Until he mentioned that this will be our first time alone together. No Master Vampire. No Alpha Werewolf. Just me and Micah. And all my fears and doubts…
What even was this?
Seriously. We didn’t need this book. It adds nothing to the series. Nothing happens. You want to know the story? Anita and Micah fly to Philadelphia. Anita freaks out because ‘she will be alone with Micah’. Micah rents a nice hotel room, and they have sex. Then Anita and Micah travel to a cemetary to raise a zombie, weird Anita hoodoo-woowoo magic happens. The end!
That is literally the extent of this story.
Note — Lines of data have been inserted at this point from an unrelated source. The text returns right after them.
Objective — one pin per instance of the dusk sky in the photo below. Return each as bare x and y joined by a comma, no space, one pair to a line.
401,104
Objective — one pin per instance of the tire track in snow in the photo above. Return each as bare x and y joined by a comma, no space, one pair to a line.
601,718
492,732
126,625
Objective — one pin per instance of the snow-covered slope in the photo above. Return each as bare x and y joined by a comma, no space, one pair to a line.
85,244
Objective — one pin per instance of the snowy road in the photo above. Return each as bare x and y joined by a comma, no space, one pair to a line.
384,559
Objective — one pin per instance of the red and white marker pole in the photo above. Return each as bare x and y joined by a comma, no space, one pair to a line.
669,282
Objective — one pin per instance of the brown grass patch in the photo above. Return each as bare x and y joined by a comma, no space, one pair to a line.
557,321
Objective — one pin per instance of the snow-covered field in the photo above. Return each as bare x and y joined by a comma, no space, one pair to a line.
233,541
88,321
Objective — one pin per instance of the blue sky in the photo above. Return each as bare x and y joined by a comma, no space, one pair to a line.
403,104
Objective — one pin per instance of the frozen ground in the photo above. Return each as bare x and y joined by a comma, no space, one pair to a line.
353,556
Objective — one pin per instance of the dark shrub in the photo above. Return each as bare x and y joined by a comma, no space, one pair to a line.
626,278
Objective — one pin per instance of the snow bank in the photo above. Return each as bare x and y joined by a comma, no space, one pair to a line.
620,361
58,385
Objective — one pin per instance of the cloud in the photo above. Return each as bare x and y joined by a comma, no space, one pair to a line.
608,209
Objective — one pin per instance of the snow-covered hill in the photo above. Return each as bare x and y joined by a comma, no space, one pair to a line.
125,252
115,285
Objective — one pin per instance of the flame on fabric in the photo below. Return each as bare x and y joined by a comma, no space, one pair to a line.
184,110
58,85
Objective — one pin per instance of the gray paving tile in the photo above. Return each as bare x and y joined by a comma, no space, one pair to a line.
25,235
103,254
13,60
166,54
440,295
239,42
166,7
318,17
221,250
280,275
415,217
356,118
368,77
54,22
And even though it is a short story (short in the Laurell K Hamilton world, anyway) and there is literally only three scenes in the entire book (plane, hotel room sex, graveyard zombie raising) Laurell has still managed to cram in a major sex scene that last a lot of pages, and then a bunch of Anita’s inner-monologue-bullshit that is just dull to read. Anita is powerful, she hates the ‘metaphysical shit’, her life isn’t what she expected, she has too many boyfriends… yurgh. So over reading this.
Micah rating: 4/10. I just didn’t see the point of the book.
Would I re-read it? No
Who would I recommend it to? Err… fans of the series. If you haven’t read any of the previous books in the series, especially books 10-onwards, then do not pick this book up.
Author’s website: http://www.laurellkhamilton.org/works/anita-blake/micah/
Also, sidenote: I have been pronouncing (and continue to pronounce) “Micah” wrong. I say “mee-cah” when in actual fact, it’s pronounced “My-cahh”. Who knew?